Camano was also placed on a route running from downtown Seattle to Alki Point. It cost 10 cents to ride the boat on this run.

==Sale to KCTC==
Camano was sold to the Kitsap County Transportation Company and renamed Tolo. In November, 1915, Kitsap County Transportation Company purchased Camano for $15,000.

==Accidents==
Camano was involved in several accidents. In one instance, on August 16, 1912, the much larger steel-hulled steamship Sioux, coming in from Seattle, was approaching the Everett dock. From the bridge, Capt. William Thorton of Sioux signaled the engine room for "half astern" to slow the vessel down. Instead the engine room gave him "half ahead" which caused the steamer to ram into the dock. Captain Thorton then signaled for "full astern".

Another mistake was made and the Sioux went full ahead, smashing into Camanos stern, driving Camano forward into the 75 ft gasoline launch Island Flyer which in turn struck the newly built motor launch Alverene. Island Flyer was sunk as a result and Alverene was seriously damaged. Camano then sank at the dock. The small launch Arrow was demolished and the steam launches Ranger and Daphne suffered lesser damage. The total damage was valued at $30,000. It turned out that an engine room assistant, known as an oiler had been left in charge of the telegraph. No one was killed although there was at least one close call.

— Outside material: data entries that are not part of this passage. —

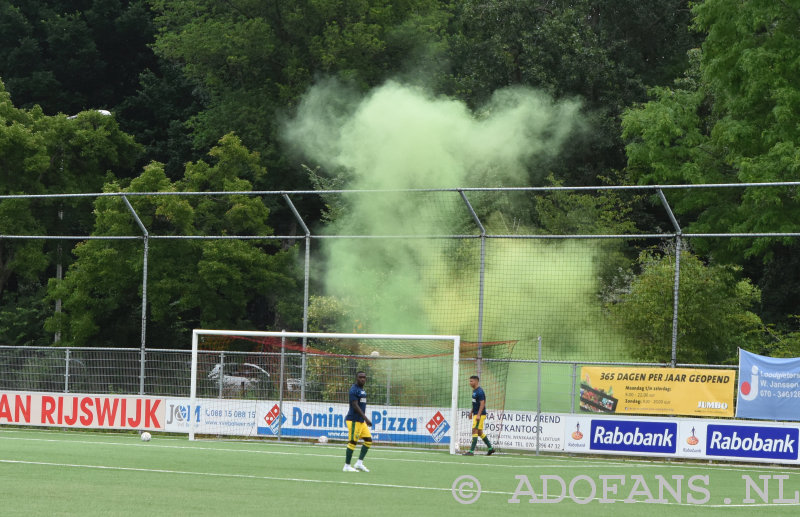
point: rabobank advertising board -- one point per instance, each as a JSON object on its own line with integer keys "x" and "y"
{"x": 683, "y": 438}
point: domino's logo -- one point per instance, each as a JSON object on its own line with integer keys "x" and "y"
{"x": 437, "y": 427}
{"x": 274, "y": 419}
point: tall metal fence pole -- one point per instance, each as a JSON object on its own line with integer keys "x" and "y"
{"x": 677, "y": 227}
{"x": 306, "y": 278}
{"x": 482, "y": 279}
{"x": 146, "y": 240}
{"x": 675, "y": 289}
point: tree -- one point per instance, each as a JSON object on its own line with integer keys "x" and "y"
{"x": 714, "y": 315}
{"x": 40, "y": 154}
{"x": 603, "y": 52}
{"x": 731, "y": 119}
{"x": 68, "y": 57}
{"x": 191, "y": 283}
{"x": 252, "y": 60}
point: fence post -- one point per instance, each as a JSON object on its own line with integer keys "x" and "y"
{"x": 66, "y": 370}
{"x": 572, "y": 390}
{"x": 538, "y": 394}
{"x": 675, "y": 289}
{"x": 482, "y": 279}
{"x": 280, "y": 390}
{"x": 221, "y": 375}
{"x": 306, "y": 276}
{"x": 677, "y": 227}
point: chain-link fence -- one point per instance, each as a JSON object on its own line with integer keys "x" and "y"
{"x": 530, "y": 385}
{"x": 486, "y": 264}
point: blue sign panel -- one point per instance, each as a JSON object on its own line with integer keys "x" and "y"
{"x": 769, "y": 387}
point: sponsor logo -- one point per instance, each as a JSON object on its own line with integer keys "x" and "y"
{"x": 381, "y": 421}
{"x": 752, "y": 442}
{"x": 437, "y": 427}
{"x": 178, "y": 415}
{"x": 633, "y": 436}
{"x": 274, "y": 419}
{"x": 749, "y": 390}
{"x": 711, "y": 404}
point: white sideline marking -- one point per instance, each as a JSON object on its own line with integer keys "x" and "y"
{"x": 240, "y": 476}
{"x": 568, "y": 464}
{"x": 334, "y": 482}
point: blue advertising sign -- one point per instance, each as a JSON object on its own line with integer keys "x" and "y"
{"x": 634, "y": 436}
{"x": 777, "y": 443}
{"x": 769, "y": 387}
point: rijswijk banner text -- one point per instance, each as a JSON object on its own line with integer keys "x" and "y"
{"x": 657, "y": 391}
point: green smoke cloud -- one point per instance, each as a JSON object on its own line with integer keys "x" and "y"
{"x": 400, "y": 137}
{"x": 404, "y": 137}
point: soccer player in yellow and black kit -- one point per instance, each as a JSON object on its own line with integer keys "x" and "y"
{"x": 478, "y": 415}
{"x": 357, "y": 424}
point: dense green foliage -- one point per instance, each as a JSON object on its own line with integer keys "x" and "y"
{"x": 674, "y": 92}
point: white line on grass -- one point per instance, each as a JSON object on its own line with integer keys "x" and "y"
{"x": 597, "y": 463}
{"x": 351, "y": 483}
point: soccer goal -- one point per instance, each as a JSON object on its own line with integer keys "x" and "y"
{"x": 295, "y": 385}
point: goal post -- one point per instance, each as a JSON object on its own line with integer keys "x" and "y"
{"x": 413, "y": 377}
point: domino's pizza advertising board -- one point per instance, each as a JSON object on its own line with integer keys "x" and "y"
{"x": 389, "y": 423}
{"x": 304, "y": 420}
{"x": 769, "y": 387}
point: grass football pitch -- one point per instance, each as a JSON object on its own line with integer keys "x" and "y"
{"x": 57, "y": 472}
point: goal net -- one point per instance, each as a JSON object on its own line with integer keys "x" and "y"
{"x": 294, "y": 385}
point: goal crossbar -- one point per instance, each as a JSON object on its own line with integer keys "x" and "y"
{"x": 456, "y": 340}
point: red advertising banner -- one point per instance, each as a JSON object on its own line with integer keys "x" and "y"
{"x": 80, "y": 410}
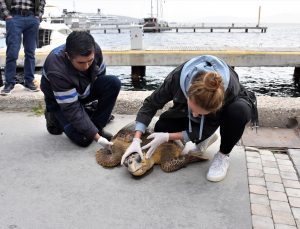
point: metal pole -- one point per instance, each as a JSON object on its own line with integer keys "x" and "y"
{"x": 157, "y": 9}
{"x": 151, "y": 9}
{"x": 258, "y": 23}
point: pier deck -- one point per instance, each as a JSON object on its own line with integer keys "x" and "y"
{"x": 238, "y": 57}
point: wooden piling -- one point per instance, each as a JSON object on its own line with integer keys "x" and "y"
{"x": 137, "y": 72}
{"x": 1, "y": 80}
{"x": 297, "y": 73}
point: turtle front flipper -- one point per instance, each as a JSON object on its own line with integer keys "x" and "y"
{"x": 109, "y": 157}
{"x": 171, "y": 164}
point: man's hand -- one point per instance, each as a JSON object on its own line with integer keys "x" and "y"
{"x": 135, "y": 147}
{"x": 104, "y": 142}
{"x": 158, "y": 139}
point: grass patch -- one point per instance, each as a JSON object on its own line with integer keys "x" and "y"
{"x": 38, "y": 110}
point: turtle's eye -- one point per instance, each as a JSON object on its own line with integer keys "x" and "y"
{"x": 126, "y": 162}
{"x": 138, "y": 158}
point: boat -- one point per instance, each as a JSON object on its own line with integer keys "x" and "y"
{"x": 151, "y": 25}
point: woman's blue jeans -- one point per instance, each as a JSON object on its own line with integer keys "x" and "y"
{"x": 16, "y": 27}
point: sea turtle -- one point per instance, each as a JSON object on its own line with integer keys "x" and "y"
{"x": 168, "y": 155}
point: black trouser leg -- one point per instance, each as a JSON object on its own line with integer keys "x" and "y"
{"x": 234, "y": 118}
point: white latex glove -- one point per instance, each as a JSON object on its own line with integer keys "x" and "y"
{"x": 158, "y": 139}
{"x": 135, "y": 147}
{"x": 104, "y": 142}
{"x": 189, "y": 147}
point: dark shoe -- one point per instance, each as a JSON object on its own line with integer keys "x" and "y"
{"x": 106, "y": 134}
{"x": 52, "y": 124}
{"x": 8, "y": 88}
{"x": 31, "y": 87}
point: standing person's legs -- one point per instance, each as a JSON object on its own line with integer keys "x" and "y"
{"x": 105, "y": 90}
{"x": 14, "y": 28}
{"x": 29, "y": 41}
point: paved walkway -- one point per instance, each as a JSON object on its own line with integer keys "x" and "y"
{"x": 274, "y": 188}
{"x": 47, "y": 182}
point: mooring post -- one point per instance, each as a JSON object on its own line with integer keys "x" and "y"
{"x": 1, "y": 80}
{"x": 136, "y": 37}
{"x": 297, "y": 73}
{"x": 296, "y": 77}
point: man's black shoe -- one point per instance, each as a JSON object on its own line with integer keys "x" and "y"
{"x": 52, "y": 124}
{"x": 8, "y": 88}
{"x": 106, "y": 134}
{"x": 31, "y": 87}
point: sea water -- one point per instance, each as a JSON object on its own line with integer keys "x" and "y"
{"x": 273, "y": 81}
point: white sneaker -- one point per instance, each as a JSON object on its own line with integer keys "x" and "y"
{"x": 218, "y": 168}
{"x": 191, "y": 147}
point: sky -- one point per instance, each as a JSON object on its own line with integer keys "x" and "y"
{"x": 244, "y": 11}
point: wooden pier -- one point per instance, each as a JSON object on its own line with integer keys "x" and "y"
{"x": 239, "y": 57}
{"x": 140, "y": 59}
{"x": 208, "y": 29}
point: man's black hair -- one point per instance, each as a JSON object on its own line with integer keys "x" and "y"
{"x": 80, "y": 43}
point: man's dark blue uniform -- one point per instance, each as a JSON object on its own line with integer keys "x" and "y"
{"x": 68, "y": 91}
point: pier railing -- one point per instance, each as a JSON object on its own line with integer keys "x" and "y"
{"x": 271, "y": 57}
{"x": 177, "y": 29}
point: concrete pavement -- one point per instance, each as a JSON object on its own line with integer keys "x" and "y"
{"x": 273, "y": 111}
{"x": 47, "y": 182}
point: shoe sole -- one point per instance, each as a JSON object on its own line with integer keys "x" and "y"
{"x": 27, "y": 89}
{"x": 5, "y": 93}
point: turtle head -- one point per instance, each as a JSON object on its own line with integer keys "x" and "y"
{"x": 137, "y": 166}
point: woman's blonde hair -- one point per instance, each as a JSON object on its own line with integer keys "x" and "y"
{"x": 207, "y": 91}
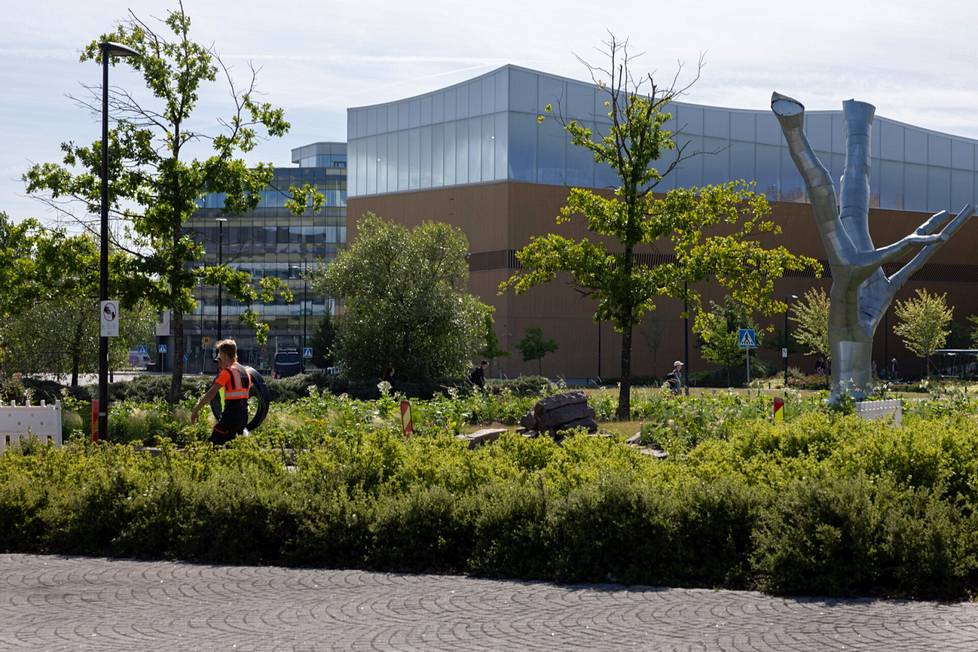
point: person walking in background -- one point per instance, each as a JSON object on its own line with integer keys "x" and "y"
{"x": 478, "y": 375}
{"x": 675, "y": 377}
{"x": 235, "y": 380}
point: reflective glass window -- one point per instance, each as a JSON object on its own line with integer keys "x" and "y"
{"x": 501, "y": 83}
{"x": 742, "y": 161}
{"x": 768, "y": 161}
{"x": 438, "y": 107}
{"x": 580, "y": 102}
{"x": 403, "y": 115}
{"x": 792, "y": 185}
{"x": 915, "y": 187}
{"x": 690, "y": 119}
{"x": 371, "y": 157}
{"x": 916, "y": 146}
{"x": 962, "y": 155}
{"x": 488, "y": 95}
{"x": 818, "y": 126}
{"x": 475, "y": 149}
{"x": 414, "y": 146}
{"x": 962, "y": 188}
{"x": 742, "y": 126}
{"x": 462, "y": 101}
{"x": 551, "y": 91}
{"x": 938, "y": 150}
{"x": 500, "y": 145}
{"x": 690, "y": 172}
{"x": 451, "y": 100}
{"x": 425, "y": 143}
{"x": 488, "y": 145}
{"x": 522, "y": 147}
{"x": 551, "y": 140}
{"x": 438, "y": 155}
{"x": 523, "y": 91}
{"x": 475, "y": 98}
{"x": 580, "y": 164}
{"x": 716, "y": 160}
{"x": 462, "y": 151}
{"x": 403, "y": 160}
{"x": 716, "y": 123}
{"x": 392, "y": 162}
{"x": 414, "y": 113}
{"x": 768, "y": 129}
{"x": 451, "y": 152}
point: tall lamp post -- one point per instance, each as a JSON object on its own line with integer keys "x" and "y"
{"x": 108, "y": 49}
{"x": 305, "y": 290}
{"x": 787, "y": 305}
{"x": 220, "y": 261}
{"x": 686, "y": 337}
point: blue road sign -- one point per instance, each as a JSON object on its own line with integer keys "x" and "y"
{"x": 747, "y": 338}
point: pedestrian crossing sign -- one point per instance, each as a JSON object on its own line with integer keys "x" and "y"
{"x": 747, "y": 338}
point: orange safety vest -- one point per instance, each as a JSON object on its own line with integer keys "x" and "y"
{"x": 238, "y": 391}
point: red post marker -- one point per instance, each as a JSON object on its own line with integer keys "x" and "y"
{"x": 94, "y": 419}
{"x": 406, "y": 422}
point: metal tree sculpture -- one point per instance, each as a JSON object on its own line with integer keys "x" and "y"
{"x": 861, "y": 292}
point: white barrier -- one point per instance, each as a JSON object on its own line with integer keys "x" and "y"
{"x": 881, "y": 410}
{"x": 19, "y": 422}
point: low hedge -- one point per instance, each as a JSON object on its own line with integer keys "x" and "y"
{"x": 825, "y": 504}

On March 1, 1914, in Elliott Bay, Camano collided with Modoc not far from the piers of the central Seattle waterfront. The collision was ruled to have been Modoc′s fault.

==Sinking==
In November, 1917, under the command of Capt. George Benson, Tolo was en route from Seattle to Bainbridge Island in a heavy fog with eight crew and 53 passengers on board. The tug Magic (67 gross tons) collided with Camano, and Camano sank in less than eight minutes. Magic sent off distress signals. H.B. Kennedy responded. The skillful crew of the Kennedy, with the aid of Magic, was able to rescue most of the people from Camano. Four people died however, two women and one man from the passengers, and from the crew, the Chinese cook.